A journey of taste, tradition and discovery

Delicatessen

A journey of taste, tradition and discovery

Between ages
and tradition.

The taste of the meats authentic,
the beauty of artisanal cheeses.

In the in-house Grangusto the air smells of aged patients and flavours that tell the stories of the territory and craftsmanship. Each cured meat is a choice, every cheese, a promise of quality and certified origin. Here, the experience of the dairyman and butcher meets the selection of Italian excellence, transforming noble raw materials in experience: a balance of flavor, the seasoning and compared that celebrates the art of transformation in all its authenticity.

Excellence

Slow Food and
DOP certified.

Territory

From Parmesan to provolone,
from the ham to the brawn.

Variety

Hundreds of references from the Italian and international tradition.

  • Aperto tutti i giorni dalle 7:00 AM alle 12:00 AM

Cold cuts, and cheese that tell stories
farmers, cheese makers and affineurs.

From Grangusto select meats and cheeses from small sectors: farming respectful, cheese-makers, artisans, affineurs patients. Raw milk, processing, clean, affinature in the cellar and cuts cold cuts at the time to preserve scents and textures.
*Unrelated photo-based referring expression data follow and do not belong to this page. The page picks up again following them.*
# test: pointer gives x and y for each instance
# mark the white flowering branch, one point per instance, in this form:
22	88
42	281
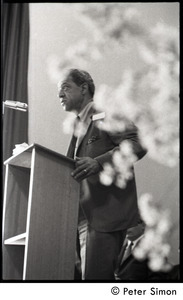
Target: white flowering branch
154	245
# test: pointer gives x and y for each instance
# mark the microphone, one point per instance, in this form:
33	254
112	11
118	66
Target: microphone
16	105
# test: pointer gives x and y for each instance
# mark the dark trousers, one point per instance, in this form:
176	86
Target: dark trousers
98	252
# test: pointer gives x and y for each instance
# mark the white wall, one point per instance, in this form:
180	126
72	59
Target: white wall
53	27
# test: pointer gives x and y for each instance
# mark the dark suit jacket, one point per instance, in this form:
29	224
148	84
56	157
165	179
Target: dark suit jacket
107	208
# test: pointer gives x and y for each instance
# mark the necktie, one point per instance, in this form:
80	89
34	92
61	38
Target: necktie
71	150
128	251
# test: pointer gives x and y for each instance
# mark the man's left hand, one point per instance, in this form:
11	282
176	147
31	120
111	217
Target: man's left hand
85	167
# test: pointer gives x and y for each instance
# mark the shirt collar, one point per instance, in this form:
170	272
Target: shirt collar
84	113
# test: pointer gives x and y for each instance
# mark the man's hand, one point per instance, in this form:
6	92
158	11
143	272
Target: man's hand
85	167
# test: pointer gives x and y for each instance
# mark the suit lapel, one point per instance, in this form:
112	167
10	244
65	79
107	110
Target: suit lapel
86	127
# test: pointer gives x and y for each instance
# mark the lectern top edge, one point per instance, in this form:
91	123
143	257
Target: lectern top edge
36	146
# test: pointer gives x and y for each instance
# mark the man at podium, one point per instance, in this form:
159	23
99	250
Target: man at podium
105	212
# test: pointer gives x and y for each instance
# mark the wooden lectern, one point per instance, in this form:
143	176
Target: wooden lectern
40	214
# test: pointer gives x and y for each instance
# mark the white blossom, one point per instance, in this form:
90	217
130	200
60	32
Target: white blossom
154	246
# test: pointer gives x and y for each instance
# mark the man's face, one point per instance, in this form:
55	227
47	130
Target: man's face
70	95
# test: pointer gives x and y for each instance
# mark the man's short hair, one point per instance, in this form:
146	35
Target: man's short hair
80	76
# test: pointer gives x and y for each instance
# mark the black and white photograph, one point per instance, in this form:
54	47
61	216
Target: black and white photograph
90	147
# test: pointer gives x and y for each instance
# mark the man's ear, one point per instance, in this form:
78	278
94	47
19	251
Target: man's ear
84	88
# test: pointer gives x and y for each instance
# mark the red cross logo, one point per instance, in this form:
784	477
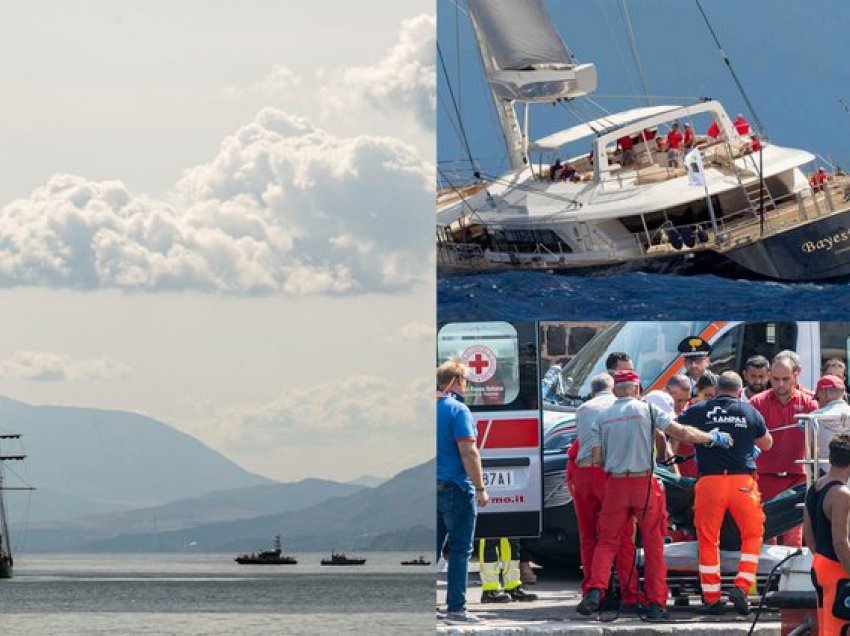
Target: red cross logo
478	364
481	361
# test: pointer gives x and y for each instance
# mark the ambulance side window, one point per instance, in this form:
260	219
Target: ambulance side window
767	339
833	341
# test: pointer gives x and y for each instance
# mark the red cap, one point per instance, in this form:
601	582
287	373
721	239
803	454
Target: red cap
626	377
830	382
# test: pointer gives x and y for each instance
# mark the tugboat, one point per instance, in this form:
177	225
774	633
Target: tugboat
758	208
6	560
338	558
267	557
420	560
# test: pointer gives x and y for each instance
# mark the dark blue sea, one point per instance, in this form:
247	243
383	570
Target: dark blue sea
519	295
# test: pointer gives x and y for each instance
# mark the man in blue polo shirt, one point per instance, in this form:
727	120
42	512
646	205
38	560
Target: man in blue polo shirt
727	482
460	484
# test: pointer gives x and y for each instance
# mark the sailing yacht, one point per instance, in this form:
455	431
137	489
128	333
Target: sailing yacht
6	561
607	195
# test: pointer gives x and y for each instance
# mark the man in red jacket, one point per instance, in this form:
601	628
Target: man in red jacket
777	468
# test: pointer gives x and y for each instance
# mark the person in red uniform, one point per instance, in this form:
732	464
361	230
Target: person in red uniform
587	482
625	144
625	442
826	524
688	141
741	125
674	142
726	482
777	468
713	130
818	179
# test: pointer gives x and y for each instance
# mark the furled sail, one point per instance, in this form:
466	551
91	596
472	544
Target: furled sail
524	57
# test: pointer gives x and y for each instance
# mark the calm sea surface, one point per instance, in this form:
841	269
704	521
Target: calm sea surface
210	594
634	296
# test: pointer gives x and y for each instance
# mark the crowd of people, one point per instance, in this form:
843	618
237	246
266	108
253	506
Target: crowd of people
739	435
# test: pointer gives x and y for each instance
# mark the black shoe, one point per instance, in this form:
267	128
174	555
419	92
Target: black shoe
655	612
713	609
495	596
519	594
739	601
589	604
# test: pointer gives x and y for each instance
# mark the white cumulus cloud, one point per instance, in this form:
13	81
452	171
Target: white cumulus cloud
43	366
284	207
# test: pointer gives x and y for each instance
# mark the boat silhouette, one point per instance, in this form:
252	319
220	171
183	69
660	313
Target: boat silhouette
338	558
267	557
420	560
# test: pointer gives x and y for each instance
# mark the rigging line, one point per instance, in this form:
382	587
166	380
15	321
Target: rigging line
450	118
635	54
454	102
617	47
728	63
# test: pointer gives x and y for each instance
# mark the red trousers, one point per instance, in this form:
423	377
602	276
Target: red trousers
739	494
626	497
588	489
770	485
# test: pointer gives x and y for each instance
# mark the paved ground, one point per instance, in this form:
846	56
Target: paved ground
554	613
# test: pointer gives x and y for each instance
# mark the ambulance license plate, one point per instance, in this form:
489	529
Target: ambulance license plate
498	478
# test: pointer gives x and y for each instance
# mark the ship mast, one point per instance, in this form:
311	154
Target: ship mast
526	61
5	546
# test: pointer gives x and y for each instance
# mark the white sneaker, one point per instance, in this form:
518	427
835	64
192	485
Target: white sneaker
462	618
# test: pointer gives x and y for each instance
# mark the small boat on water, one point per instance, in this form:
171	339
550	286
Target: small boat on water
6	560
338	558
267	557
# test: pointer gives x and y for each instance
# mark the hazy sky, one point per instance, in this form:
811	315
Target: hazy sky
220	214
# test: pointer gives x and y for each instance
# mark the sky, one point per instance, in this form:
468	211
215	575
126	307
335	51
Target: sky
218	214
790	57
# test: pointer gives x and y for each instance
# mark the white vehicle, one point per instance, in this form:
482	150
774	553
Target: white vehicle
725	205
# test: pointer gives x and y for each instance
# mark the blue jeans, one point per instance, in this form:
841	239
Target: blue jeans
456	513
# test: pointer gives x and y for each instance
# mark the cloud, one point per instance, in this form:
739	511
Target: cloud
42	366
283	208
404	81
326	414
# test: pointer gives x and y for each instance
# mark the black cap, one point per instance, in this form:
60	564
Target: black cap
694	347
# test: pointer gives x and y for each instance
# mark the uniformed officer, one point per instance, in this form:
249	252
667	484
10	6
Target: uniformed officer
697	357
727	482
624	442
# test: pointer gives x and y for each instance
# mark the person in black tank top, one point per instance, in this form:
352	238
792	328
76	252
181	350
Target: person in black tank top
826	530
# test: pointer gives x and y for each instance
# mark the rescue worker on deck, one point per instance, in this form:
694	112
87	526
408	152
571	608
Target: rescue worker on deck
587	483
499	571
727	482
624	441
826	525
777	468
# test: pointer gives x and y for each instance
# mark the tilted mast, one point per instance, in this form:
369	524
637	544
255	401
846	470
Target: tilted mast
525	60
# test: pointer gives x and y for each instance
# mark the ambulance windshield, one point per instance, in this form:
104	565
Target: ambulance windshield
651	345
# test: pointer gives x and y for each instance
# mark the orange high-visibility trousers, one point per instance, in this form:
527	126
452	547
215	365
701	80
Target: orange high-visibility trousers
739	494
826	575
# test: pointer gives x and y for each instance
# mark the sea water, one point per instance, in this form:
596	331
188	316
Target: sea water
521	295
210	594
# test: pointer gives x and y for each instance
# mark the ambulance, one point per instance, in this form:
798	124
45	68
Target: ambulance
653	347
523	434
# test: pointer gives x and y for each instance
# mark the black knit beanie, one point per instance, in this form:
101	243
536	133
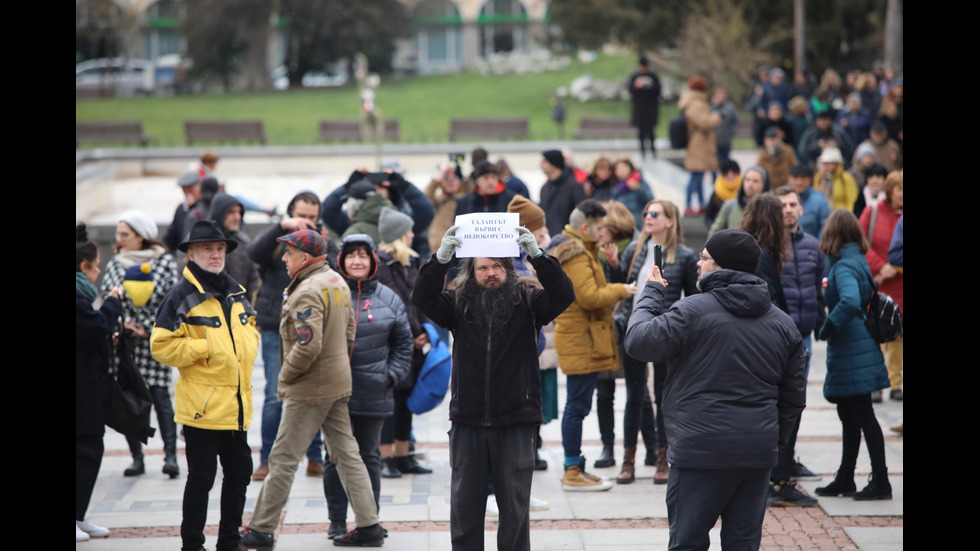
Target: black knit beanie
735	250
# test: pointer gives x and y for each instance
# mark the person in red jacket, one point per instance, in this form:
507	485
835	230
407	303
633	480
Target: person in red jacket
879	221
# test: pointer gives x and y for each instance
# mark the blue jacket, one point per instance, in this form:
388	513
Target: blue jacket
802	282
816	209
855	365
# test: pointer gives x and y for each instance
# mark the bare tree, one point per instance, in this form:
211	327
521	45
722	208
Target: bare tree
716	42
893	35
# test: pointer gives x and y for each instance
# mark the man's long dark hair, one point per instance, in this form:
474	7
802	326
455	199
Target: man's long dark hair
491	308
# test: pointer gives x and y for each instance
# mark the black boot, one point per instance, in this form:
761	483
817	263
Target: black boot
170	466
651	458
842	485
388	468
878	488
407	465
136	468
606	458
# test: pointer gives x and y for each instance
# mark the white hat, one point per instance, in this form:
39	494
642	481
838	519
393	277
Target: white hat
141	223
831	155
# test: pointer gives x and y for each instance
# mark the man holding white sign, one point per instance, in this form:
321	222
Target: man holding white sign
495	404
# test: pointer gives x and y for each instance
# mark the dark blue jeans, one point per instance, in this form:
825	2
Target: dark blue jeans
578	403
272	407
695	186
505	456
697	497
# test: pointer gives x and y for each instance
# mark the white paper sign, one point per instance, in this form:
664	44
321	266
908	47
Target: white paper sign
488	234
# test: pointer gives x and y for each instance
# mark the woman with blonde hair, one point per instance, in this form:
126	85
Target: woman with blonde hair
145	271
398	267
661	226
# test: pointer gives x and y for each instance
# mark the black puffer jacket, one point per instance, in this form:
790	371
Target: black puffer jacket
735	384
681	274
381	355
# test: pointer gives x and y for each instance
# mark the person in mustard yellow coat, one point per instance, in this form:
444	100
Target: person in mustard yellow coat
585	335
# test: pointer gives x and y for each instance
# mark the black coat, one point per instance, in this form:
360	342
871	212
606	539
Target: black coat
645	99
735	385
495	379
559	197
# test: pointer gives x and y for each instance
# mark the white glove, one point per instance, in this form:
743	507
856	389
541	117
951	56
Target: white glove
449	245
527	242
From the raw desserts to spices, from fresh goat to the long matured: the taste tells of a territory, a race or a season. With transparency about sources and methods, we guide you in combinations with bread, preserves and glasses on the measure.

Cold cuts, and cheese that tell stories
farmers, cheese makers and affineurs.

The Bakery Grangusto, ancient gestures, and passion for contemporary guide mixtures that meet the time: waiting, rising, slow cooking. Selected flours, yeast and processing by hand, cooked on stone in wood-burning ovens for fragrance and lightness. Bread from the crust golden, from white to Altamura and variants of the season; pizza lightweight with long fermatation and high digestibility. // In our bakery are mixtures fluffy, golden edge and surface glossy of good olive oil.

We bring to the table, the Italy of flavours with a selection alive and in rotation: meats noble, naturally seasoned, hams and culatelli by small producers, raw milk cheese, burrata and fresh ricotta cheese day. Every week they arrive for a limited production, affinature special, sheep transhumance, and cheeses, along with cold cuts of breeds. Our staff knows the names and methods of those breeds, milks and ageing: tell the story, recommend it, and composed cutting boards balanced. Here, the times does not force it: respect. Transparency on the supply chain, food with breads and preserves, and a simple invitation: sample with curiosity.

Specialties they bring to the table, the Italy of flavors — raw milk cheese, burrata, fresh ricotta on the day, cold cuts noble, naturally seasoned. Each week we offer a limited production, cheeses, cold cuts of breeds. Our staff knows the history of each manufacturer, recommended pairings, prepares cutting boards balanced. The seasoning adhere to the natural time, the operations follow the disciplinary historians, the tastes are those of a time. Everything is born from a common philosophy: respect for those who breed and turns, transparency on the supply chain, and a passion for the products that have a soul and a story to tell.